Marica Pook, MD, is a full-time hospitalist in Superior, Colo., and president of ExtraMD PC, a company that provides short-term physician staffing. Her start-up was quite simple. “I’ve been a hospitalist for seven years now, and of course part of my job is to call primary care physicians about patients,” Dr. Pook says. “I started thinking about what it’s like for those physicians and how they can get some help when they’re at their busiest.”
She decided to provide that help. In 2004 she used her contacts to start a kind of mini locum tenens job, working for different physician groups and hospitals. “Nine months into it, I started bringing in other physicians,” she says. Today, the business is thriving, with a growing number of local physicians involved, as well as some much-needed staff.
“I have an excellent bookkeeper, who does all the financials, invoicing, and budgeting—almost like a controller,” says Dr. Pook. “And I just hired a virtual assistant last week.

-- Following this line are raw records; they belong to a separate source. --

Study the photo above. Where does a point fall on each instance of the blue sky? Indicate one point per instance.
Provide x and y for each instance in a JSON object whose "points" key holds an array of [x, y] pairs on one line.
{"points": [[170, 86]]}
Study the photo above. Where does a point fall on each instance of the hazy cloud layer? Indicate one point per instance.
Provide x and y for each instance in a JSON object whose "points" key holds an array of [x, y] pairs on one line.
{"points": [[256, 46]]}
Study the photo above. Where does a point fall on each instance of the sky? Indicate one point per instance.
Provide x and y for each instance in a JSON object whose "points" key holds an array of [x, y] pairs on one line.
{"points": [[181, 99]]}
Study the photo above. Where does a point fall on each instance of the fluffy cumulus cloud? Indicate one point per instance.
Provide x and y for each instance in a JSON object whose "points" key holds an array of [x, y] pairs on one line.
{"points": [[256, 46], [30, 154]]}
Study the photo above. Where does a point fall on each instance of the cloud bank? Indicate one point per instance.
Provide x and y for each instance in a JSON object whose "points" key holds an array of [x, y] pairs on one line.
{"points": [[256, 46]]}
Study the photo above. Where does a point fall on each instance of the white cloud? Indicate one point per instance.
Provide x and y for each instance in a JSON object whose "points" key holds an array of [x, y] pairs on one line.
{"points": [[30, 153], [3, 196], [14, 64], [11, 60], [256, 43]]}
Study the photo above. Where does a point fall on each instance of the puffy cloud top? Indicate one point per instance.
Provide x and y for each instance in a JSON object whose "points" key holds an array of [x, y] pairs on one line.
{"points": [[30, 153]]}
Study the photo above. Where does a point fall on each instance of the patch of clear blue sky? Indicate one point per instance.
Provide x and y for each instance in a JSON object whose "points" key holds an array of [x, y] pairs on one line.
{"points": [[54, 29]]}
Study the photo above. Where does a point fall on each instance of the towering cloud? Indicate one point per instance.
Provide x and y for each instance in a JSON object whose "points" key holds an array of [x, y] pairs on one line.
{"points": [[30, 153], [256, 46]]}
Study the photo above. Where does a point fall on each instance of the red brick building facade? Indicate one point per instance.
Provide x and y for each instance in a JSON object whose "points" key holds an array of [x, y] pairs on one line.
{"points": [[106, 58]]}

I’ve found that it works best when I farm out the calling and scheduling and I just focus on the marketing. And I include talking to the physicians in that.”
So how do you begin your transformation from hospitalist to hospitalist-entrepreneur?
“The basic steps begin with identifying whether this is an escapist fantasy or a deep, abiding interest,” stresses Dr. Kennealy. “It will take a deep interest to get you through the difficult times—it’s a real commitment.”
Once you determine you’re willing to invest time and expense in your own business, Dr. Kennealy advises you to assess your skills and acquire any new ones you’ll need. One way is to meet businesspeople, learn how they think, and understand the language of business. You can also study business and marketing books and journals or take business courses.
“I think physicians don’t know how to run a business,” says Dr. Pook. “We’re not trained to do this. What really helped me was a business coach. I’d advise others to either get a coach or get hooked up with someone who knows a lot about business.”
Before you make too deep a commitment, consider an important component. “You need some sense of the marketplace,” says Dr. Kennealy. Who will buy your product or service? Is there enough interest to support your efforts? What is the competition like in your area?
The next step, she says, is to develop a business plan. “There are free resources available at SCORE.org [the Web site of SCORE, Counselors to America’s Small Business],” she says. “As you start on your plan, you may see that you require further analysis. You need to close those knowledge gaps before you start the business.”
And finally, you have to have marketing savvy to make it work. “Wrap it all up in a sound marketing plan,” concludes Dr. Kennealy. “How will you reach your target audience, and how will you do it efficiently? You must learn the art of marketing, and most physicians don’t have a clue. You have to shift your thinking from a physician whose patients basically come flocking to someone who has to attract and keep customers.” TH
Jane Jerrard also writes “Public Policy” for The Hospitalist.